Por supuesto, es mucho más fácil predicar que dar trigo, y hay que reconocer que no existe solución sencilla para un problema tan complejo, con múltiples causas, desde el fanatismo y la intolerancia hasta la explotación y el reparto desigual de la riqueza. Pero algo está claro: que la UE no tendrá futuro sostenible y legitimidad moral mientras el egoísmo sea la esencia última de la respuesta de cada país por separados y de la Unión en su conjunto ante situaciones extremas, como la actual. De poco servirá teorizar sobre la forma de avanzar hacia la construcción continental y un proyecto común, si a la hora de la verdad cada país mira tan solo a sus propios y más inmediatos intereses, si se deja que sean los países fronterizos de la UE, obligados por la geografía a enfrentarse en primera instancia a la oleada migratoria, los que sufran casi en exclusiva las consecuencias de una avalancha que son incapaces de gestionar por sí solos.

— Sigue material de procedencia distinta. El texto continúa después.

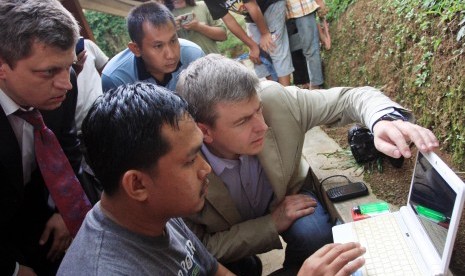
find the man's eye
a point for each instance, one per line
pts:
(192, 161)
(49, 72)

Angela Merkel y François Hollande (no así David Cameron, cada vez más encastillado en su intransigencia euroescéptica) prodigan declaraciones y gestos para demostrar su sensibilidad y su deseo de resolver la crisis desde una perspectiva humanitaria. Intentan lo casi imposible: distinguir entre los emigrantes económicos y los solicitantes de asilo que alegan que sufren persecución en sus países de origen. Una diferencia de trato complicada de aplicar, que deja sin protección a la mayoría de los que se agolpan a las puertas de alambre de la UE y que, en la práctica, no sirve para acabar con esta vergüenza sino, si acaso, para poner un parche en la herida sangrante.

Hay que ir más allá de los intereses nacionales más inmediatos. Las instituciones europeas, que tanta firmeza han mostrado en la crisis griega, deben ser capaces de arbitrar soluciones efectivas para paliar esta tragedia, cuando no se trata ya de poner a un país de rodillas sino de brindar un futuro mejor a los desesperados de la tierra.